Veronica Alford, 49, is being held on $500,000 bail on charges that she helped her son and another youth conceal the death of Monae Turnage
(Baltimore Central Booking)

A Baltimore woman pleaded guilty Monday to helping her 13-year-old son and a 12-year-old friend conceal the fatal shooting last year of 13-year-old girl.

Monae Turnage was still breathing when the boys moved her from a Northeast Baltimore rowhouse to an alley, prosecutors have said. The girl's body was found under trash bags behind the Cliftview Avenue home about 20 hours after she was reported missing last March.


Veronica Alford, 49, was accused of helping the boys move the girl. Alford, 49, of the 1800 block of N. Bond St. pleaded guilty to being an accessory after Monae's death.

Lasy year, Alford's son tendered an admission -— the juvenile court equivalent of pleading guilty — to a charge of involuntary manslaughter for accidentally shooting Monae with a rifle from his home. Another boy admitted to helping move her.

Police recovered Alford's DNA on Monae's clothing, Assistant State's Attorney Andrew Kowalczyk told Baltimore City Circuit Judge Alfred Nance.

Kowalczyk said Alford told her daughter to hide the rifle in the car of a city police officer to whom she was engaged.

Prosecutors declined last year to charge Officer John A. Ward, saying they did not have enough information to pursue a case.

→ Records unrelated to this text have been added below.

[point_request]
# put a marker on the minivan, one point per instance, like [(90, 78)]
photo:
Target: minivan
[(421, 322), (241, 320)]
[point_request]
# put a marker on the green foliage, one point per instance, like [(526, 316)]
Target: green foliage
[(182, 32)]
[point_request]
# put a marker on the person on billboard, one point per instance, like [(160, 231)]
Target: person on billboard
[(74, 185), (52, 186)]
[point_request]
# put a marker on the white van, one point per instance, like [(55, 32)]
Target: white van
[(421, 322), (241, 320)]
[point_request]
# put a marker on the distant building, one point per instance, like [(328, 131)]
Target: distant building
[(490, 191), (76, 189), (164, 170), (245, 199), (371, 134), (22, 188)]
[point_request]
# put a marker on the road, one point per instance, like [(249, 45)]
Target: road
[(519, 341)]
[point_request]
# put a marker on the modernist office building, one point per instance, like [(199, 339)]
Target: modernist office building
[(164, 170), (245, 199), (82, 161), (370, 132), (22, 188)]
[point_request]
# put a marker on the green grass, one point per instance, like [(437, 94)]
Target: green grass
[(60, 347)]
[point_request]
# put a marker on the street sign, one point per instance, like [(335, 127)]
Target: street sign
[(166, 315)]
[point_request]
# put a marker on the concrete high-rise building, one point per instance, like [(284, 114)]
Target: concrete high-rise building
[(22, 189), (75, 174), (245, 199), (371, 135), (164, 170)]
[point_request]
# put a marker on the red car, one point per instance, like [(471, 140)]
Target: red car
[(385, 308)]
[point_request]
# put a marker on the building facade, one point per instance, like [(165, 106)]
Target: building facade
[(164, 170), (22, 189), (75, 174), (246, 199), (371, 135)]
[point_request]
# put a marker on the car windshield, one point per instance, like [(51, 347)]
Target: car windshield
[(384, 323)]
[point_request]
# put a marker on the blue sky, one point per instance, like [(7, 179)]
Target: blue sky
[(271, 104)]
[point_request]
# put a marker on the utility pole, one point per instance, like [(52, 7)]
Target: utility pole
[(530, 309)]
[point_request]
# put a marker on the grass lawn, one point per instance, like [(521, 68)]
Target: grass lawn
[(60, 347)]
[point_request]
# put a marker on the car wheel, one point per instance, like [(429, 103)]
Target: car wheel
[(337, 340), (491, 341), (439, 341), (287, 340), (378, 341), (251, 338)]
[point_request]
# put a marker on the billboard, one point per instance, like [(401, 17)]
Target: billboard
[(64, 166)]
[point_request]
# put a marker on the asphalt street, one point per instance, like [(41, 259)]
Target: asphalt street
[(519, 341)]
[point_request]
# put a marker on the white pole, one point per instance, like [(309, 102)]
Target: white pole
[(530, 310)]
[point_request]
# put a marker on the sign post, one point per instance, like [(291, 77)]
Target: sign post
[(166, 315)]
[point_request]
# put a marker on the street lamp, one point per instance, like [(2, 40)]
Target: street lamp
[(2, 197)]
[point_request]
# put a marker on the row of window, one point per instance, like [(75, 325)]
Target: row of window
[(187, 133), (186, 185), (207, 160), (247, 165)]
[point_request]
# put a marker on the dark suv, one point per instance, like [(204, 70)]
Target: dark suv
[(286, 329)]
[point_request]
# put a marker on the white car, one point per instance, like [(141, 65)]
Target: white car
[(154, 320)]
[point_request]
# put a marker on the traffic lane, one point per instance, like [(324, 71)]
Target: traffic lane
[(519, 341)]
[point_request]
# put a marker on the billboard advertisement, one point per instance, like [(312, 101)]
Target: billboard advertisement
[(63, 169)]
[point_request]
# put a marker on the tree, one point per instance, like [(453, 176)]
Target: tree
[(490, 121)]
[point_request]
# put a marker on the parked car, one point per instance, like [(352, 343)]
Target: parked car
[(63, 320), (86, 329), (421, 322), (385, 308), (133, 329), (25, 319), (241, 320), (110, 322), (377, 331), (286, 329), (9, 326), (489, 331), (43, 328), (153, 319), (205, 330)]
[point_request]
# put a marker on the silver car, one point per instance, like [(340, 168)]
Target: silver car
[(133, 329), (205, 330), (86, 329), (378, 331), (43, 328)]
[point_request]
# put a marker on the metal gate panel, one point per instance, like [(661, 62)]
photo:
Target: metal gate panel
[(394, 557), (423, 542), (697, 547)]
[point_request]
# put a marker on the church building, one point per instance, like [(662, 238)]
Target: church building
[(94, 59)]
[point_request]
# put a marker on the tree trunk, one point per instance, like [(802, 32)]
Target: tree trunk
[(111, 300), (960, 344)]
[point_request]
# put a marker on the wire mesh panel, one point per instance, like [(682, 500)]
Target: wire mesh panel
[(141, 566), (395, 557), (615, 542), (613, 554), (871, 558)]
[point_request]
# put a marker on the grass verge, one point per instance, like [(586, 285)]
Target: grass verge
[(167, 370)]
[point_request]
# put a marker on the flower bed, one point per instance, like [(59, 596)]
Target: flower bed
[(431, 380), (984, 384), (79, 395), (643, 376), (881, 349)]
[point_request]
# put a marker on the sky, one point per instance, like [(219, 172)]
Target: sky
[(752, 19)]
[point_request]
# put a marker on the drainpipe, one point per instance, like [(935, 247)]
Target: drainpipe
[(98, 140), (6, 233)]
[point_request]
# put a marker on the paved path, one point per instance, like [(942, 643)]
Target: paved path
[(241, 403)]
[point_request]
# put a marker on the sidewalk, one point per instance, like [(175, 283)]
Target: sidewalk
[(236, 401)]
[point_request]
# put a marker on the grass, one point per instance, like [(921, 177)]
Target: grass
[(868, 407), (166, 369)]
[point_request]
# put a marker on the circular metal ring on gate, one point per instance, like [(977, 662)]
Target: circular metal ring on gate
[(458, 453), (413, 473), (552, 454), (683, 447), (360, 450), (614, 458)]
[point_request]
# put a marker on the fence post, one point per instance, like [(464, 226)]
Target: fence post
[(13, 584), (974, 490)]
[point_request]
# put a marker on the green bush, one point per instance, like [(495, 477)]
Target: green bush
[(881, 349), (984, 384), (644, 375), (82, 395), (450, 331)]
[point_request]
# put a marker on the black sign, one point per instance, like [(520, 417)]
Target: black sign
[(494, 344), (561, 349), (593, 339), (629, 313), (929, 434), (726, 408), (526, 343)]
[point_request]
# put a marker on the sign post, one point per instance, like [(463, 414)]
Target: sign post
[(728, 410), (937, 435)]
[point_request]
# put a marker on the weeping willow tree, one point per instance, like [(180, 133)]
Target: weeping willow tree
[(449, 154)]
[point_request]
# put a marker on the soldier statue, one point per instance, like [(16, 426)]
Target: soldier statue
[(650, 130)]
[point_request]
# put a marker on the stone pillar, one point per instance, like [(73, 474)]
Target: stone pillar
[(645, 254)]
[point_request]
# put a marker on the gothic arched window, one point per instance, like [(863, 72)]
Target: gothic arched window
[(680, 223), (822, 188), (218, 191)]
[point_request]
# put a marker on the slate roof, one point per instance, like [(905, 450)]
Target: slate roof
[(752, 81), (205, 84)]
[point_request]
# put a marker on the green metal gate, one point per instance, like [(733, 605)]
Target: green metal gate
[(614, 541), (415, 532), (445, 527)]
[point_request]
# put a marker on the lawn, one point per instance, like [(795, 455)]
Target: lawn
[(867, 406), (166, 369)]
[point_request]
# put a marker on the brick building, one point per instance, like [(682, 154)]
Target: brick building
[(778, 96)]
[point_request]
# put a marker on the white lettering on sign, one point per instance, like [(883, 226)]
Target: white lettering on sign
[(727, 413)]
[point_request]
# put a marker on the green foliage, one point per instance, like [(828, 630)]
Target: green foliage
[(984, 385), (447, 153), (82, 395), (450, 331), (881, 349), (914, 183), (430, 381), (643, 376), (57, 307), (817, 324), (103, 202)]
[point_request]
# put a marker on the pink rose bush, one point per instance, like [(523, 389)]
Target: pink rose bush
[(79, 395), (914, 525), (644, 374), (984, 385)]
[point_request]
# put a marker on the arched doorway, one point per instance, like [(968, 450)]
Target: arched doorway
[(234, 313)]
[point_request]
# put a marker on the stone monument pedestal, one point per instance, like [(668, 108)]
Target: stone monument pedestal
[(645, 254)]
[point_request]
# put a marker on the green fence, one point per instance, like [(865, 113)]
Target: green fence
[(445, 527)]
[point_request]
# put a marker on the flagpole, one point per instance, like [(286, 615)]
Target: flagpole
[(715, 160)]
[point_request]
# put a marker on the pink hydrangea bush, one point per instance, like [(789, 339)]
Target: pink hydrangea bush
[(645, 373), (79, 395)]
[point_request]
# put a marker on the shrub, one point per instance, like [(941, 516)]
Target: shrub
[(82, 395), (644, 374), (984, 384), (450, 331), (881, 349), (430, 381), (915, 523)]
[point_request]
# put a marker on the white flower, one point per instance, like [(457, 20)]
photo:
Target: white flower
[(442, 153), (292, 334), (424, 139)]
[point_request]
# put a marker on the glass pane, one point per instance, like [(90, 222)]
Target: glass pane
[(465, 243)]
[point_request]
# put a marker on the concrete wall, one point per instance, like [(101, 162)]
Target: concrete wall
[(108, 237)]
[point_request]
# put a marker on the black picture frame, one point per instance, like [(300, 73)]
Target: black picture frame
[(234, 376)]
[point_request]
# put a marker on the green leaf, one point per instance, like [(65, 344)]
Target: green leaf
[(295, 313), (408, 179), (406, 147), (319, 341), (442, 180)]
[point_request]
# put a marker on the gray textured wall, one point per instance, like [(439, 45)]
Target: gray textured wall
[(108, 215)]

Alford's son, 13 at the time of the shooting, has been committed indefinitely to a treatment facility. The other boy, who was 12, was to be monitored by the Department of Juvenile Services while living with a relative in Harford County. The boys' names have not been released.

Martinez Armstrong, the alleged owner of the rifle, has been charged with reckless endangerment. He is the half brother of one of the boys. Police say he left the weapon where they could find it. His trial is scheduled to begin on Wednesday.

Monae's mother said after the hearing Monday that she would never understand Alford's actions, especially since Alford has children of her own.

"We could have saved a child's life," Edith Turnage said. "I don't think anyone can imagine the loss."

David Wright, Monae's uncle, said she was a beautiful, friendly, outgoing child.

Isaac Klein, Alford's attorney, said, "Our hearts go out to everyone that's been touched by this tragedy." He declined to comment further.

Alford's sentencing is scheduled June 13.